他又得身边人的打听知晓了这事具体怎么闹将起来的,只是现如今,那葛天走也走了,他是受之有愧。

        “没事了,散了,都散了吧。”看他们生意应该还是要做的,孟大勇驱散了人群就带着人也打算离开了。

        冯时夏那头就想着对方今天帮自己解围两次了,本该是请人吃个饭,但奈何各种因素不允许,她也没有别的,只得捧了那颗要回的大笋给送了。

        篓子是小家伙的,送不得,一个大男人应该不会嫌弃弄脏手吧。

        孟大勇捧着被女子塞过来的笋苦笑不得,他虽然是来买菜的没错,但如果他真白白拿了这笋回去,和那葛天又有什么区别。

        但对方非要给,付钱又决不肯收,挠挠头,干脆从怀里掏出刚买的一小包蜜枣回塞给了那小娃娃。

        “孟队,你们这你来我往的,嘿嘿嘿,”吴二正傻呵呵地打趣着,收到一记眼刀,忙改口,“这是人家领孟队的情呢,这小娘子是个有情有义的。
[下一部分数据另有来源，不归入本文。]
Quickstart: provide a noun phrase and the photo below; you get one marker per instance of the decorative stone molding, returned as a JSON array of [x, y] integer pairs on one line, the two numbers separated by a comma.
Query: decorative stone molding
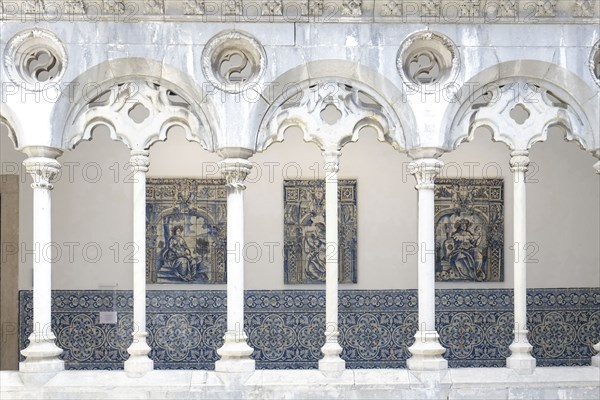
[[425, 171], [272, 8], [426, 60], [43, 170], [114, 7], [74, 7], [35, 58], [140, 161], [194, 7], [235, 171], [332, 160], [332, 11], [233, 59], [352, 8], [583, 8], [546, 8], [519, 161], [162, 108]]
”

        “人家都有娃了呢,别整天胡说。早上那事,还没罚你呢。”

        “是是是,我闭嘴,我错了。早上我不是以为她故意闹事吗,谁知道她真是个又聋又哑的。孟队,就饶了我这次吧。”

        “哼!”

        冯时夏正要追上去,却见摊前又来了两位客人,一位是身着赭边宽袖蓝袍、头戴秋色布帽的老者,须色灰白,却精神矍铄。一位是背着木箱的青衣小童,约莫十三四岁。

        老人问了蘑菇的价,颇为嫌弃地皱了眉,又数出2个银闪闪的硬币和一把薄的硬币,指了指那堆蘑菇,似是在问行不行。